La caractérisation libérale du motif légitime de l’article 145
Le juge écarte d’abord l’idée que des contestations sérieuses puissent faire obstacle à l’expertise. Il rappelle que son office se limite à vérifier l’existence d’un différend suffisamment déterminé. « Il suffit de constater qu’un tel procès est possible, qu’il a un objet et un fondement suffisamment déterminés, que sa solution peut dépendre de la mesure d’instruction sollicitée et que celle-ci ne porte aucune atteinte illégitime aux droits et libertés fondamentaux d’autrui. » (Motifs de la décision) Cette approche confirme une interprétation large des conditions de l’article 145, déjà observée dans d’autres juridictions. « L’application de ce texte n’implique aucun préjugé sur les chances de succès du procès susceptible d’être engagé. » (Tribunal judiciaire de Limoges, le 27 juin 2025, n°25/00345) La portée de ce point est essentielle pour les praticiens. Elle facilite l’accès à la preuve en amont d’un procès au fond, sans préjuger du bien-fondé des prétentions.
Le contrôle concret des éléments justifiant la mesure
Ensuite, le juge procède à une appréciation in concreto des circonstances de l’espèce pour établir le motif légitime. Il relève l’absence initiale de preuves matérielles de la part du demandeur. Néanmoins, il retient plusieurs indices convergents attestant d’une situation litigieuse. Ces éléments incluent la reconnaissance d’une infraction urbanistique par l’autorité communale et l’inexécution d’une mise en demeure. « La reconnaissance par la commune de Bandol d’une infraction […] les protestations et réserves […] et les désordres existants encore à ce jour […] attestent de la matérialité des désordres et de la situation litigieuse entre les parties. » (Motifs de la décision) Cette démonstration illustre que le demandeur doit fournir des indices sérieux et non de simples hypothèses. « Le demandeur doit justifier d’un motif légitime s’analysant comme un fait plausible comme ne relevant pas d’une simple hypothèse. » (Tribunal judiciaire de Limoges, le 27 juin 2025, n°25/00345) La valeur de cette analyse réside dans son équilibre.

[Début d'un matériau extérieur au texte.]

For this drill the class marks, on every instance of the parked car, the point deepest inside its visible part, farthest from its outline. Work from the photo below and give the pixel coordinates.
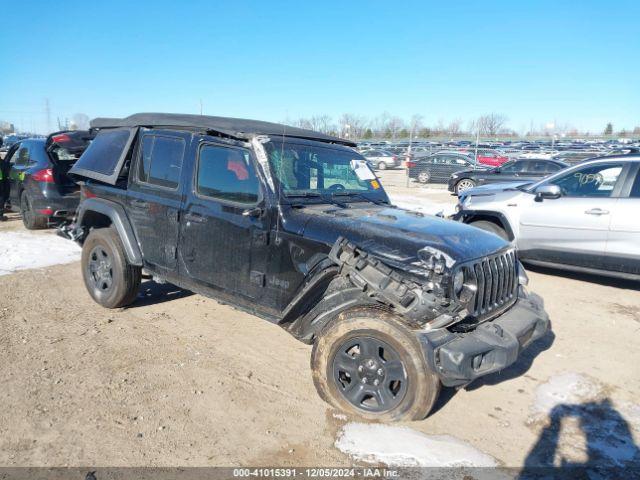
(296, 229)
(573, 157)
(513, 171)
(39, 185)
(381, 159)
(438, 167)
(486, 156)
(583, 218)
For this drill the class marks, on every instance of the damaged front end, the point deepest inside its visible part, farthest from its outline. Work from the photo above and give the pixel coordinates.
(433, 292)
(472, 318)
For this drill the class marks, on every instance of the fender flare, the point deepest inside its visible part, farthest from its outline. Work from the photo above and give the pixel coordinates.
(119, 220)
(467, 216)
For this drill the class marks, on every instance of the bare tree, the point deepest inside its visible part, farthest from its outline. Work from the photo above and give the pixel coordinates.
(352, 126)
(394, 125)
(455, 127)
(490, 124)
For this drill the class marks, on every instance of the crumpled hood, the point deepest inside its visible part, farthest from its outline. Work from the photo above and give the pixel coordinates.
(394, 234)
(495, 187)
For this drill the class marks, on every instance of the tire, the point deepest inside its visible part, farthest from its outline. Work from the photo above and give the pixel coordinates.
(410, 398)
(491, 227)
(108, 276)
(424, 177)
(464, 184)
(31, 219)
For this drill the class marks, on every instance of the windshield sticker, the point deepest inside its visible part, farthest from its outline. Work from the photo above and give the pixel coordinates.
(362, 170)
(261, 155)
(585, 178)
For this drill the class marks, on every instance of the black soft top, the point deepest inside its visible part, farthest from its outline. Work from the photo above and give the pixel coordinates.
(232, 127)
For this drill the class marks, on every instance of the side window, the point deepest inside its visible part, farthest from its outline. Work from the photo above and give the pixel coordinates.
(161, 160)
(514, 167)
(227, 174)
(21, 157)
(592, 181)
(538, 167)
(553, 167)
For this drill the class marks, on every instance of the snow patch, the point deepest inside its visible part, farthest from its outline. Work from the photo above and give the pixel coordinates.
(22, 251)
(422, 205)
(404, 447)
(568, 388)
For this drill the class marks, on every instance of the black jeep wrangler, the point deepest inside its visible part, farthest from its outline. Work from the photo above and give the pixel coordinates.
(293, 226)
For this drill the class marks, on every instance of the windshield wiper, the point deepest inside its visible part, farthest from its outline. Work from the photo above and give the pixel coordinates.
(303, 195)
(324, 198)
(360, 195)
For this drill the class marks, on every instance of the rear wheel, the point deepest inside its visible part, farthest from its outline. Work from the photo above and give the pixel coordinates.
(464, 184)
(110, 279)
(31, 219)
(368, 363)
(491, 227)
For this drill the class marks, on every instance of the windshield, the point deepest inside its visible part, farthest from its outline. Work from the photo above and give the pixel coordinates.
(302, 168)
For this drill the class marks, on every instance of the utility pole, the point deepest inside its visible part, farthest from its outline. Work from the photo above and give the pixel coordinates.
(47, 112)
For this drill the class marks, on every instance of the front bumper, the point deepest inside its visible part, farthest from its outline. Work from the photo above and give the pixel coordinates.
(460, 358)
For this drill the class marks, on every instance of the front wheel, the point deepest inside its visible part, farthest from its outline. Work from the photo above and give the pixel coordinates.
(31, 219)
(368, 363)
(110, 279)
(424, 177)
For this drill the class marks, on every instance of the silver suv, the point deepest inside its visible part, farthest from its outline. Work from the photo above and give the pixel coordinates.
(585, 218)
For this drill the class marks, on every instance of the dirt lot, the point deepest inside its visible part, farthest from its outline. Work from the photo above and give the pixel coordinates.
(178, 379)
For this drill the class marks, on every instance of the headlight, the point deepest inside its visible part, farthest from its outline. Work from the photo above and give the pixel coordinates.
(431, 261)
(458, 282)
(523, 278)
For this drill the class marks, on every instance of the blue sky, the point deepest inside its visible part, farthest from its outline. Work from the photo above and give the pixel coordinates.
(573, 63)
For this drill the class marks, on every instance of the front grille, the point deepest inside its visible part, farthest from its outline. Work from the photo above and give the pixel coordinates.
(496, 279)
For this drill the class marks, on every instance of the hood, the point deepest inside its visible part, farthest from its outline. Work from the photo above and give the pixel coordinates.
(495, 187)
(395, 235)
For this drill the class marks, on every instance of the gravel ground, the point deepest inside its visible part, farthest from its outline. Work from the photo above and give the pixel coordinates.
(181, 380)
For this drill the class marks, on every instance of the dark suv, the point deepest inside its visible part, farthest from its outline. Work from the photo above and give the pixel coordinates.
(293, 226)
(35, 172)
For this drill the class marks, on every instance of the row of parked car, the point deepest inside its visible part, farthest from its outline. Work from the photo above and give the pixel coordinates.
(298, 230)
(35, 178)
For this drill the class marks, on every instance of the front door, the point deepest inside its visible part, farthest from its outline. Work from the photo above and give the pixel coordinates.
(623, 243)
(223, 242)
(572, 229)
(154, 196)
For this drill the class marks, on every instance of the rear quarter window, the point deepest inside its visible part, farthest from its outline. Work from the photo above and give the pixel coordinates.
(105, 155)
(161, 160)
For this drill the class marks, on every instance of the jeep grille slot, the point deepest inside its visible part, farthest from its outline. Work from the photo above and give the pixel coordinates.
(497, 282)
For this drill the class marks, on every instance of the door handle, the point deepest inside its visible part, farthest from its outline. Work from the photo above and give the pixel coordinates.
(139, 203)
(597, 211)
(194, 217)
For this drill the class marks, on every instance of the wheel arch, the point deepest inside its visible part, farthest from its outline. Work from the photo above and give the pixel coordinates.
(100, 213)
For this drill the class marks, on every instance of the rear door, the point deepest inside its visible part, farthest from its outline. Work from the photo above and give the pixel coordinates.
(623, 244)
(18, 165)
(155, 193)
(224, 235)
(573, 229)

Elle évite à la fois un formalisme excessif et une admission trop facile de l’expertise.
La mission d’expertise comme instrument de prévention et de solution
La décision détaille ensuite avec précision la mission confiée à l’expert judiciaire. Cette mission est extrêmement complète et structurée. Elle va bien au-delà d’un simple constat pour englober l’origine des désordres, les responsabilités et les solutions de réparation. Le juge intègre également la possibilité d’une conciliation des parties par l’expert. « La mission de l’expert sera détaillée au dispositif de la présente décision avec possibilité de concilier les parties si la situation le permet. » (Motifs de la décision) Cette orientation montre la volonté du juge des référés de préparer utilement le futur procès au fond. L’expertise devient un outil de clarification technique et de pacification du litige. Son sens est donc double : elle instruit le dossier tout en ouvrant une voie amiable.
Les conséquences procédurales et financières de la décision
Enfin, le juge statue sur les demandes accessoires et les frais de l’instance. Il rejette la demande de l’autre partie concernant l’indemnisation de son préjudice propre, faute de preuve à ce stade. Concernant les frais, il décide que la mesure étant ordonnée à la demande et dans l’intérêt de la société civile immobilière, celle-ci supportera les dépens. « La mesure d’expertise étant ordonnée à la demande de la SCI ORTHODROMIE 999, et pour la préservation de ses intérêts, celle-ci assumera la charge des dépens de l’instance. » (Motifs de la décision) Il écarte toute condamnation sur le fondement de l’article 700 du code de procédure civile, considérant qu’aucune partie n’est perdante. La portée de ces dispositions est classique en matière de référé. Elles rappellent que l’article 700 ne trouve pas à s’appliquer en l’absence de partie succombante. La charge des dépens incombe logiquement à l’initiateur de la mesure, indépendamment de l’issue du futur procès.